I’m really not evil. I just have no feelings, you can’t expect me to. I’m made of plastic for the purpose of displaying clothing, a utilitarian existence for evoking utilitarian desires. There is neither joy nor misery in the things I see, or learn, or experience. Something about Mr. Dixon’s store animates me, and that’s all there is to it.
I can’t explain, therefore, the motivation behind my behavior, or why I one day chose to torment the store owner.
The man combed cream through his black hair to keep it perfectly flat, and he must have trimmed it every day because it never changed in length. He wore the same suit for every shift, solid gray, red tie with beige florets, black socks, and black cap-toed oxfords.
Through his entire shift the man obsessed with the stocked shelves, immediately replacing even one item removed by a customer. At closing time he reopened and shut the door ten times before locking it and unlocking it another ten times. He then walked the perimeter three times, fixing disordered displays and counting the number of items on each mannequin. If he found anything the third time, he would go around three more.
He didn’t trust Fawn, the display artist, and stayed late every night to inspect her work. Every mannequin had to have six items, including accessories, though shoes and other paired items counted as one. The other night she fitted me with a white, hip-length cable-knit sweater, skinny 721 Levis, a narrow metallic belt, and salmon ankle-strap sandals with three-inch heels. It was perfect, but it was only four. She put a bra underneath the sweater—not something I needed, I’m not that exact, if you now what I mean—but according to Mr. Dixon’s brand of insanity, it counted just fine. It still only got to five.
Out of frustration, Fawn placed a blue beret on my head and moved on.
With a cable-knit sweater.
I may not have feelings, but for obvious reasons I have a strong fashion sense, and this was wrong. It was also where the mannequin logic kicked in. The display artist put a beret on my head; therefore, I must torment the store owner. Any mannequin could see the perfect sense that made.
The first night I swapped every item of folded clothing in the store with some other kind so that all the shelf labels were incorrect and displayed the wrong prices.
Mr. Dixon squeaked, hopped, and cried “yuh-yuh-yuh” for more than ten minutes, then barked at his employees in a mad rush to set things in order. As opening time approached, he warbled non-stop from the back of his throat, then changed to a shrill “gah-gah-gah” when they didn’t make it in time.
At seventeen after eleven they were ready, but Mr. Dixon refused to open until the clock said eleven thirty exactly, then relocked and unlocked the door thirty times, opened and shut it ten times, and finally let the customers in, but only when they had a multiple of ten people ready to enter.
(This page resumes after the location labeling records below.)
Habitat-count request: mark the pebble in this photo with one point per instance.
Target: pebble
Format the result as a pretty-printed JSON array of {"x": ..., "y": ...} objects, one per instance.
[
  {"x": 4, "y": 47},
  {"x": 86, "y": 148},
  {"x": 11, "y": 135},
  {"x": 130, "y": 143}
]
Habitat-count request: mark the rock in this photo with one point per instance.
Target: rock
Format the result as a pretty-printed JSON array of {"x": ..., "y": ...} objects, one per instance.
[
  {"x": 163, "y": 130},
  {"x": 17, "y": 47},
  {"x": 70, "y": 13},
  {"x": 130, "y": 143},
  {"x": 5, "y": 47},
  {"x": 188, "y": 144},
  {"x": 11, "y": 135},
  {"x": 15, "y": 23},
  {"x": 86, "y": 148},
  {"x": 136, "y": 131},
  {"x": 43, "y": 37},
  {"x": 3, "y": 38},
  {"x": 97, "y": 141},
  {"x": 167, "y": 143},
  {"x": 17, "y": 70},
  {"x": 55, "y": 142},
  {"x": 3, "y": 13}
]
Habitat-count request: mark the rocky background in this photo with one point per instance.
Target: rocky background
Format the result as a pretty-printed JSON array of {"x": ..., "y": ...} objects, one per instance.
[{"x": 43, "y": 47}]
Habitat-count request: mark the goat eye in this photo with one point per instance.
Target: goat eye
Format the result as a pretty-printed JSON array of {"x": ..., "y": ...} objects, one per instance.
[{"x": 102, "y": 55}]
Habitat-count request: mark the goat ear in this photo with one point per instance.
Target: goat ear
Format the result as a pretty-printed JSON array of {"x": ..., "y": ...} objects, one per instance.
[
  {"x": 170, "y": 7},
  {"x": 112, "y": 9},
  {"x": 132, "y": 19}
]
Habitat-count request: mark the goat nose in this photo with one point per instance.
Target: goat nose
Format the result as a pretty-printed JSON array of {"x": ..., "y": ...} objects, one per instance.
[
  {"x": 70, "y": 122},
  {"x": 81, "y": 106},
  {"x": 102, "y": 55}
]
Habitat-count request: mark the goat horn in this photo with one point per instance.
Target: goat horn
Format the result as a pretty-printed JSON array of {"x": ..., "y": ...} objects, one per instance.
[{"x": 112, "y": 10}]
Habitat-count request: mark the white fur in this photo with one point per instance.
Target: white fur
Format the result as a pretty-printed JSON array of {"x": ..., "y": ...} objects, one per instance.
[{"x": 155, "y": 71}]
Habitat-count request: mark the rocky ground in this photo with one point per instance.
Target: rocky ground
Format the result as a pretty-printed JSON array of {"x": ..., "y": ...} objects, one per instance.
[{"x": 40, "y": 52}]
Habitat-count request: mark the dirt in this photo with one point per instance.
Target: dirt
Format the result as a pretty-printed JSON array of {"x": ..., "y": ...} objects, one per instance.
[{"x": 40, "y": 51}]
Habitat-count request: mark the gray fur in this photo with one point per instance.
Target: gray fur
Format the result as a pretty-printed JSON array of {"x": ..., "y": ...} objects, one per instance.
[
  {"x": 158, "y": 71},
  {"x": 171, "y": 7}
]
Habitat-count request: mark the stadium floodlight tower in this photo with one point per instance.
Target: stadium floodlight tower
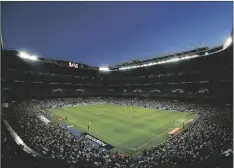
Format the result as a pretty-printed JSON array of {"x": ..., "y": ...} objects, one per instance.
[
  {"x": 227, "y": 43},
  {"x": 25, "y": 55},
  {"x": 104, "y": 69}
]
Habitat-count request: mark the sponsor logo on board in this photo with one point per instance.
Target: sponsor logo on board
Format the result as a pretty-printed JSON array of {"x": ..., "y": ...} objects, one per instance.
[{"x": 98, "y": 141}]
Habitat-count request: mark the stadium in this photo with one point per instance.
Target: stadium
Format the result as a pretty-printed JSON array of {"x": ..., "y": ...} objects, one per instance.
[
  {"x": 172, "y": 110},
  {"x": 131, "y": 112}
]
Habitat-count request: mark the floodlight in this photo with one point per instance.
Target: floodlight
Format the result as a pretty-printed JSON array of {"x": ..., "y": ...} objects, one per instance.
[
  {"x": 104, "y": 69},
  {"x": 34, "y": 58},
  {"x": 23, "y": 55},
  {"x": 228, "y": 42}
]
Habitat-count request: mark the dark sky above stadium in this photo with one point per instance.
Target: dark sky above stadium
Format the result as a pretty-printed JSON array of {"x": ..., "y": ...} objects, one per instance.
[{"x": 107, "y": 33}]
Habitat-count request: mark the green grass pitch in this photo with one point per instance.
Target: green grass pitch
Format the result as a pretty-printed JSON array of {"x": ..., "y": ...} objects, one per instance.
[{"x": 128, "y": 129}]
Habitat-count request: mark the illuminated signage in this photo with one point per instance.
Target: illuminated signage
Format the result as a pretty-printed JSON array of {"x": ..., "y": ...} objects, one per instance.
[{"x": 73, "y": 65}]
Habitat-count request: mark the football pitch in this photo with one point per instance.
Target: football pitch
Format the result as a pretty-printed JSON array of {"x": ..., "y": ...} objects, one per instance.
[{"x": 128, "y": 129}]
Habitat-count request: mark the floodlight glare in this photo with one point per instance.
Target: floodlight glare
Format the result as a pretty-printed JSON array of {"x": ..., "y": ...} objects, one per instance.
[
  {"x": 34, "y": 58},
  {"x": 23, "y": 55},
  {"x": 228, "y": 42},
  {"x": 104, "y": 69}
]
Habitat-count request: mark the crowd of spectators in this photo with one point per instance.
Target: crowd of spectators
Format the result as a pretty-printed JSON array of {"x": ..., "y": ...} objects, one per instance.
[{"x": 207, "y": 138}]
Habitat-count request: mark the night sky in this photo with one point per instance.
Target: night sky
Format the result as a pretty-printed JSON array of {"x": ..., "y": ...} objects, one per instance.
[{"x": 107, "y": 33}]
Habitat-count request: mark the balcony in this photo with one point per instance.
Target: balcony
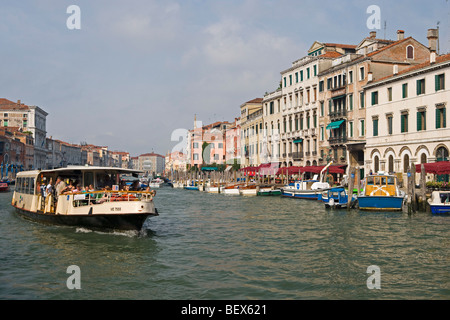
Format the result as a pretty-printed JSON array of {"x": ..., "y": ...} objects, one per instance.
[
  {"x": 297, "y": 156},
  {"x": 337, "y": 114},
  {"x": 337, "y": 140}
]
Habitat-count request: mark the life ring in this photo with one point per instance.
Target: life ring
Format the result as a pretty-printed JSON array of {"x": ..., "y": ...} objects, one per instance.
[{"x": 330, "y": 178}]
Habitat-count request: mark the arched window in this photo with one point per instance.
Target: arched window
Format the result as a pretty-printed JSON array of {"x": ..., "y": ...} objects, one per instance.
[
  {"x": 376, "y": 164},
  {"x": 423, "y": 158},
  {"x": 405, "y": 163},
  {"x": 410, "y": 52},
  {"x": 391, "y": 163},
  {"x": 442, "y": 154}
]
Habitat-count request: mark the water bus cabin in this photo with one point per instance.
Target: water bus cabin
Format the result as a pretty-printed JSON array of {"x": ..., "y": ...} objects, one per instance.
[{"x": 103, "y": 206}]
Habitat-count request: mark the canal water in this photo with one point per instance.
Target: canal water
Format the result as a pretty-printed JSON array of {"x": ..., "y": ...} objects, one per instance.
[{"x": 216, "y": 247}]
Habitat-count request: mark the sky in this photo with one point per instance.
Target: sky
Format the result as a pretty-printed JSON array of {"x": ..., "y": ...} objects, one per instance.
[{"x": 137, "y": 72}]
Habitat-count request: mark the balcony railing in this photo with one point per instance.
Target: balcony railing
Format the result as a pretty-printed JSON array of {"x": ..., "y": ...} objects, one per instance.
[
  {"x": 297, "y": 156},
  {"x": 338, "y": 140},
  {"x": 338, "y": 114}
]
Like I said, I have no feelings, so I watched him with no emotion. The sensation that I perceived could only be described as…success.
The employees griped about the morning experience throughout the day, their dissatisfaction with Mr. Dixon’s reaction standing as centerpiece to their chagrin.
The second night, I mixed and matched the clothing on the floor mannequins, they really didn’t care. The result was obscene, which isn’t to say lewd. Any fashion conscious person would know what I mean. They looked ridiculous, but more importantly to my objective, not one of them had six items. Some had only two, consisting of a one-piece and shoes. Some had thirteen, which was guaranteed to send Mr. Dixon into paroxysms.
I wasn’t disappointed. The resulting morning show was twice the frenzy as the day before with even worse complaints from the employees.They opened at eleven fifty.
The third night was my masterpiece. I started with the display windows that shoppers could see from the street. I packed each full with thirteen mannequins, all wearing thirteen items. Mr. Dixon would bleed out of his eyes before he even entered the store.
I hit every mannequin on the floor again, too, dressing all the masculine ones in feminine clothing and the feminine ones in masculine. The real piece of beauty was the tattoo I put on the one in the lingerie section. And, of course, I messed up the stacks of clothing again.
I took my place in the middle where I could watch it all, and I tell you, it was pandemonium for the ages. Mr. Dixon freaked out so badly, he ordered the store emptied out—clothes, mannequins, shelves, racks, everything.
That’s why I’m lying here in a pile of mannequins in a warehouse on the south side. I hear Mr. Dixon turned his place into a bookstore with only titles that have ISBNs divisible by ten. I suppose I would wish him the best if I had any feeling. You know, I almost think I have an inkling of what it might be like to have emotion when I consider the fact that I’m still wearing that wretched blue beret.